"Anakku, kamu harus menjadi manusia," kalimat inilah yang kerap kali terdengar di tengah-tengah obrolan saya dengan Bapak. Dari bercanda, diskusi, bedah ayat, hingga debat terbuka, topik ini selalu menjadi pembicaraan yang tak pernah luput dari ruang lingkup hubungan kami. Keingintahuan pun terus menggugah anak untuk mencari tahu alasan dan tujuan cita-cita besar Bapak. Saya pun mencoba menafsirkan arti dari kalimat tegas tersebut.

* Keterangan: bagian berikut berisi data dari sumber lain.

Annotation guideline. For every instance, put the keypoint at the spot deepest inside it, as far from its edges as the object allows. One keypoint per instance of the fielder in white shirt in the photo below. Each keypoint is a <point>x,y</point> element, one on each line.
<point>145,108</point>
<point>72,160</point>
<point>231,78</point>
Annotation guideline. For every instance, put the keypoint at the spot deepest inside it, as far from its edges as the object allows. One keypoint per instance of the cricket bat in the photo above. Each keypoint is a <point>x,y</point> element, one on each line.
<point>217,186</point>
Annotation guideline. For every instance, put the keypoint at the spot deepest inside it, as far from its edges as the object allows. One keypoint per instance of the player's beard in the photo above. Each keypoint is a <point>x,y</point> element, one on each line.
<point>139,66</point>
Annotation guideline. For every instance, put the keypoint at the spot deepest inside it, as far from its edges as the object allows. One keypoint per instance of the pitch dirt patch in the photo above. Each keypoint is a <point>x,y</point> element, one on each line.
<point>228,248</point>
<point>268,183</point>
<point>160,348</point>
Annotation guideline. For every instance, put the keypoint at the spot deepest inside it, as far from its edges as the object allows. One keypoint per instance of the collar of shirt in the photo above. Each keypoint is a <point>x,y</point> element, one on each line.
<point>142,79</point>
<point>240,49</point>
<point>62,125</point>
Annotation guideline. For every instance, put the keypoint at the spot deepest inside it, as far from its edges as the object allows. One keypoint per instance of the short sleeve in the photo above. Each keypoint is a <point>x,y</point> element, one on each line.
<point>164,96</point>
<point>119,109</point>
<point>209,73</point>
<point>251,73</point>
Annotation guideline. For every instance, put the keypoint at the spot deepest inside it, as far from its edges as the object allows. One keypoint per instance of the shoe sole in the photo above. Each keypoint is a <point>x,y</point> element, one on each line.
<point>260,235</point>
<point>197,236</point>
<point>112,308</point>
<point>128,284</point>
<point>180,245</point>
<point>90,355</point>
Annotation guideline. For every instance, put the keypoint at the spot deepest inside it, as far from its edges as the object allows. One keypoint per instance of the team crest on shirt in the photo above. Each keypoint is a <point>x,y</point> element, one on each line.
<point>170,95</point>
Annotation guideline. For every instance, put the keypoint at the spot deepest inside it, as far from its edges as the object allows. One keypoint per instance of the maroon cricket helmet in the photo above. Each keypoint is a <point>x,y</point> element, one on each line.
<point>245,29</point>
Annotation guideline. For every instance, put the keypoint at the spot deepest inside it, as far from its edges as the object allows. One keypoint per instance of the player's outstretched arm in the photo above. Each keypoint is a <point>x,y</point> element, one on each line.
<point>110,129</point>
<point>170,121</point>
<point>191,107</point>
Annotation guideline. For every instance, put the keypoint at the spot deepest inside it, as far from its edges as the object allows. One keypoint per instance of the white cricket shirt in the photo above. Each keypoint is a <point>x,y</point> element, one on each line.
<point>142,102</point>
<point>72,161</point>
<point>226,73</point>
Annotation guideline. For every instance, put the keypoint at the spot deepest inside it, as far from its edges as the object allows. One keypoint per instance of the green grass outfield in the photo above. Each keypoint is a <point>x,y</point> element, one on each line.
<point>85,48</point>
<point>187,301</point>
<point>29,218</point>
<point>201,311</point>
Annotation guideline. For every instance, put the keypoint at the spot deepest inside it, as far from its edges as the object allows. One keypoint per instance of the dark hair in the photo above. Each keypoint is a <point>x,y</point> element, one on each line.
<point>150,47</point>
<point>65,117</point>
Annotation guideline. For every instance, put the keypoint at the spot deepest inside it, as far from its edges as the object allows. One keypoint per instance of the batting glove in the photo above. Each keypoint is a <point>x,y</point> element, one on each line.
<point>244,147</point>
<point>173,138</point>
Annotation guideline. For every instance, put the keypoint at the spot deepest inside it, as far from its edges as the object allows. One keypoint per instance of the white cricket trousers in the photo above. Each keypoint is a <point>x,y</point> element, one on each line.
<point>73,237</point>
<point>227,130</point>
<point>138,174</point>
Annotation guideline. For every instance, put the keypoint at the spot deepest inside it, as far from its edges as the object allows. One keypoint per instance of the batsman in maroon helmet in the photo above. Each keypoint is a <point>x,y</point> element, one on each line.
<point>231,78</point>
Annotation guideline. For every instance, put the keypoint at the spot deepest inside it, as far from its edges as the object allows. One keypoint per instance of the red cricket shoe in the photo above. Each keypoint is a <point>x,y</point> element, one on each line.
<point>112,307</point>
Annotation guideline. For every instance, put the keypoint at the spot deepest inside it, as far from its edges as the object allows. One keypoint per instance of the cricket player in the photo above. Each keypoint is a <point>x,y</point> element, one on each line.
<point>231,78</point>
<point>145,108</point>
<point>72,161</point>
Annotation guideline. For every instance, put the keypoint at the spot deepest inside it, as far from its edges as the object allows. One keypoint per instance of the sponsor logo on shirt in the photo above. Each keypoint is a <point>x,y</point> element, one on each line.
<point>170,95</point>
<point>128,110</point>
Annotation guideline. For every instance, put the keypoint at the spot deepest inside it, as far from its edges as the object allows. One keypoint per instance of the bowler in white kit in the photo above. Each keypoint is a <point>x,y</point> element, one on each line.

Bukanlah sebuah hal yang mudah untuk menafsirkan nasihat dari Bapak, apalagi ketika kalimat itu terdengar begitu sederhana: "Anakku harus jadi manusia." Dalam pandangan awam, kita semua lahir sebagai manusia, lalu mengapa diharuskan untuk menjadi manusia lagi? Pertanyaan ini selalu membayangi pikiran saya. Namun, ketika saya berusaha untuk merenungkannya lebih dalam, sebuah makna yang mendalam pun mulai terkuak.
Nasihat Bapak untuk "menjadi manusia" mungkin tidak sekadar memperoleh arti harfiah. Mungkin, Bapak ingin menyampaikan pesan bahwa menjadi manusia sejati bukanlah hal yang mudah. Ia mungkin ingin menyiratkan bahwa hidup ini tidak hanya tentang keberadaan fisik kita, melainkan juga tentang bagaimana kita menjalani hidup dengan kebijaksanaan, integritas, keadilan, dan kebaikan hati. Menjadi manusia sejati berarti memiliki akhlak yang mulia, kejujuran yang tak tergoyahkan, serta sikap yang baik dan santun terhadap sesama.
Dalam konteks kehidupan sehari-hari, Bapak mungkin juga ingin menyampaikan bahwa kita harus mempersiapkan diri sebaik mungkin untuk menghadapi segala rintangan dan kompleksitas kehidupan. Ia mungkin ingin anaknya memiliki pemahaman yang mendalam tentang nilai-nilai kehidupan, kemampuan untuk berpikir kritis, dan keberanian untuk berbuat yang benar tanpa ragu. Kemampuan untuk berempati, bersikap adil, dan menjunjung tinggi nilai-nilai moral juga mungkin menjadi tujuan dari nasihat Bapak.